Programmes such as these have every reason to be when the brand in question can lay claim to a 268-year existence, as can Vacheron Constantin, or 190 years at Jaeger-LeCoultre. For some, on the other hand, age is just a number. Richard Mille, for example, a brand established in 2001, has partnerships with selected retailers that are authorised to sell pre-owned Richard Mille watches which have been shown to meet the brand’s criteria. Then last December Rolex announced the launch of its Certified Pre-Owned programme which, in the brand’s words, “vouches for the authenticity of second-hand Rolex watches at their time of resale by an Official Jeweler.” Each of these pre-owned watches comes with a seal that attests to its proper functioning and is accompanied by a two-year warranty. By only including watches that are at least three years old, Rolex clearly aims to curb the speculation fuelled by the long wait times for certain of its models. That a heavyweight such as Rolex – financial analysts estimate that it accounts for one-third of both the primary and secondary markets – should be entering the pre-owned channel is a strong indication of the importance now attached to what was, not so very long ago, dismissed as a place for fakes and retailers offloading excess inventory.
Not any more. Swatch Group brands are among the rare few not to be showing an interest in the second-hand market and what are now considered to be its many virtues, not the least of which is strong growth. The Deloitte Swiss Watch Industry Study 2022 predicts that this growth will continue over the next eight years, as a result of which the pre-owned market will be worth CHF 35 billion by 2030. This is a far too conservative estimate for watch consulting firm LuxeConsult, which earlier this month published its extensive report. It forecasts that the secondary market will surpass the market for new watches by 2033 as it more than triples in value from the current CHF 25 billion to CHF 79 billion. The reason for this is simple: a 12% compound annual growth rate (CAGR): three times that of the primary market which LuxeConsult estimates at 4%, consistent with the historical CAGR between 2000 and 2019.
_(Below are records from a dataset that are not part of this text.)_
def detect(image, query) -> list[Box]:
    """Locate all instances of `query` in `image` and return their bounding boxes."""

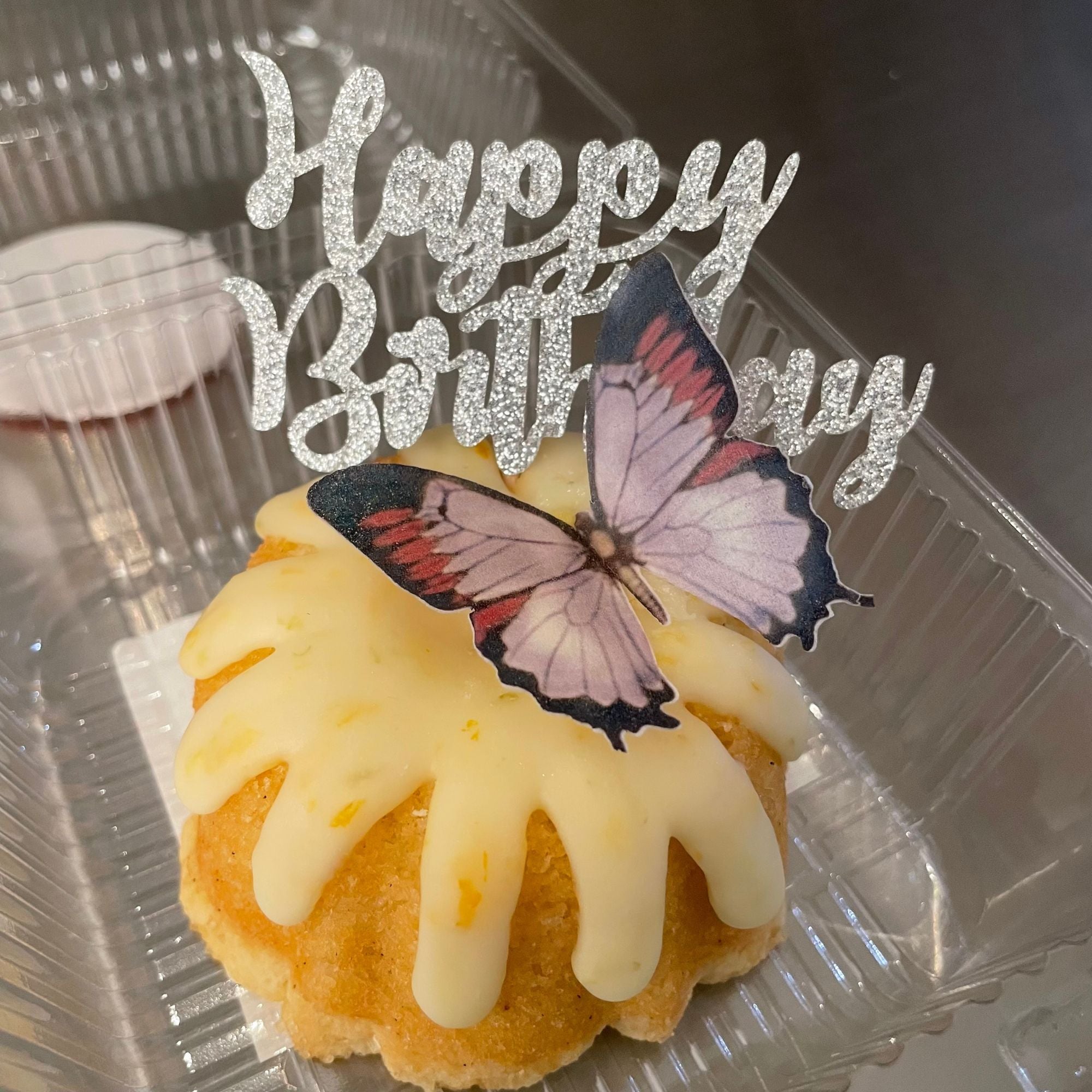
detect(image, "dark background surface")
[523,0,1092,577]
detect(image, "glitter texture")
[224,52,933,508]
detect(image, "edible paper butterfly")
[307,253,871,750]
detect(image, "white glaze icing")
[176,429,810,1028]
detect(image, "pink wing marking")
[415,478,587,603]
[308,464,678,750]
[592,364,714,533]
[587,254,738,535]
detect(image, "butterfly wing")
[633,438,873,650]
[585,253,738,534]
[307,464,678,749]
[587,254,871,649]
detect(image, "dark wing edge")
[584,251,739,517]
[307,463,679,751]
[471,596,679,751]
[307,463,586,610]
[684,436,876,652]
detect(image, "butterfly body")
[575,512,668,625]
[308,254,870,750]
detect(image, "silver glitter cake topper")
[224,52,933,508]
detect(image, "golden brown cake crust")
[181,539,786,1088]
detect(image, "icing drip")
[176,429,810,1028]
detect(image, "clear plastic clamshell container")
[0,0,1092,1092]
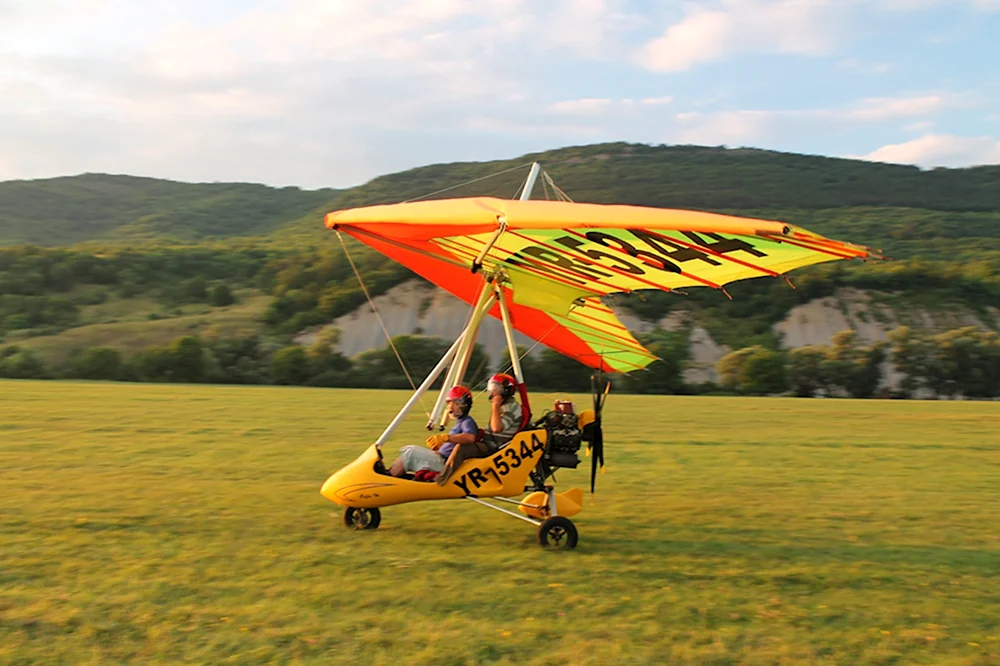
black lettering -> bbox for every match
[469,469,486,489]
[629,229,721,266]
[493,454,510,476]
[555,232,646,275]
[680,231,767,256]
[521,245,611,280]
[587,231,681,273]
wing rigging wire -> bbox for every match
[336,229,431,418]
[335,162,555,419]
[401,162,531,203]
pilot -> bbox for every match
[389,386,479,477]
[435,373,521,486]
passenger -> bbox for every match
[389,386,479,477]
[435,373,521,486]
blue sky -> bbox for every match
[0,0,1000,188]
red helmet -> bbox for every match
[445,386,472,414]
[486,372,517,400]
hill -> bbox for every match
[0,174,337,245]
[0,143,1000,253]
[0,143,1000,393]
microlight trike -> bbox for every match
[321,163,878,548]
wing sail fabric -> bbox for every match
[326,198,876,372]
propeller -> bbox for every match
[589,369,611,494]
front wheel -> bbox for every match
[538,516,577,550]
[344,508,382,530]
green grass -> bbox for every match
[0,382,1000,665]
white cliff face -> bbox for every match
[296,280,1000,384]
[296,280,541,366]
[773,289,996,349]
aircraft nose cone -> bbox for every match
[319,472,341,502]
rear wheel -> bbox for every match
[538,516,577,550]
[344,507,382,530]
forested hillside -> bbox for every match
[0,143,1000,390]
[0,174,336,245]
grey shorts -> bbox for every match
[399,446,445,474]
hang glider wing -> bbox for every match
[326,198,877,372]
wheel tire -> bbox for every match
[538,516,578,550]
[344,507,382,530]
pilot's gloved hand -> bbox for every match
[427,432,448,451]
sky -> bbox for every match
[0,0,1000,189]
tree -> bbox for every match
[715,345,763,391]
[269,345,309,385]
[786,347,826,398]
[169,335,205,383]
[72,347,123,381]
[823,329,885,398]
[739,347,788,395]
[0,347,48,379]
[622,331,691,394]
[889,326,927,398]
[208,283,236,308]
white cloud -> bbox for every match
[860,134,1000,167]
[845,95,948,122]
[838,58,895,74]
[549,97,674,117]
[639,0,850,72]
[675,95,957,145]
[0,0,635,186]
[549,97,615,116]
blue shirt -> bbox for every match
[438,414,479,458]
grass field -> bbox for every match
[0,382,1000,665]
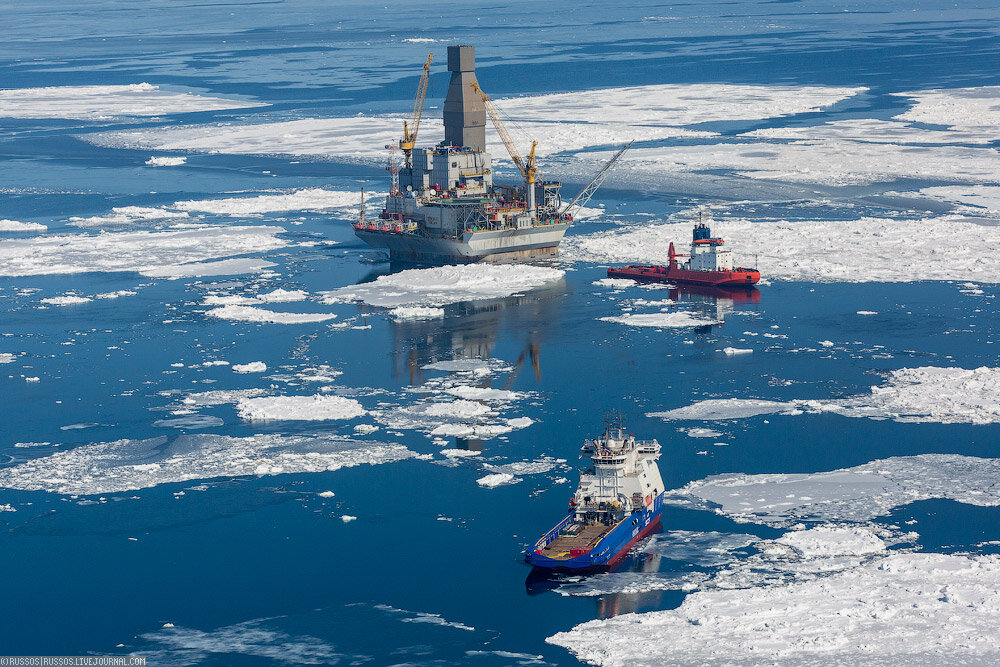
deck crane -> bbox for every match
[469,81,538,217]
[399,53,434,167]
[559,139,635,215]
“We need to consider several factors when explaining growth in the pre-owned market,” says Olivier Müller, founder of LuxeConsult. “Firstly, the increase in the number of online transactions which now provide price transparency that was completely lacking in the past. Secondly, Millennials and Gen Z, who are driving this market, don’t take the same approach as the previous generation of collectors. They have no qualms about buying and reselling in often a very short space of time. Thirdly, more and more of the major platforms are providing an authentication service, which is essential in creating the trust their business needs.” The catalyst of the spring and autumn sales held by the leading auction houses and, at the opposite end of the spectrum, the possibility to buy non-speculatively mechanical watches at prices the ordinary enthusiast can afford, have also given the pre-owned market legs.
This leaves the question of polarisation, already seen in the primary channel where the top five brands account for 50% of the market, based on research by Morgan Stanley and LuxeConsult. One good indicator is the Subdial 50 index which, like a stock market index, compiles prices for the 50 most traded pre-owned watches. Currently the index is composed of 44 Rolex, five Patek Philippe and one Audemars Piguet, which gives a clear indication of where interest lies. The index has, however, dropped 32% in the past 12 months, suggesting that prices for the most sought-after models are cooling down, due in part to the crash in cryptocurrencies after the cryptocurrency exchange FTX went bankrupt. For enthusiasts, this could be the chance to position themselves on watches that measure up from a technical perspective without reaching the stratospheric prices of the most coveted (hence most costly) models. No doubt we’ll be seeing more of this alternative approach to buying pre-owned in the future.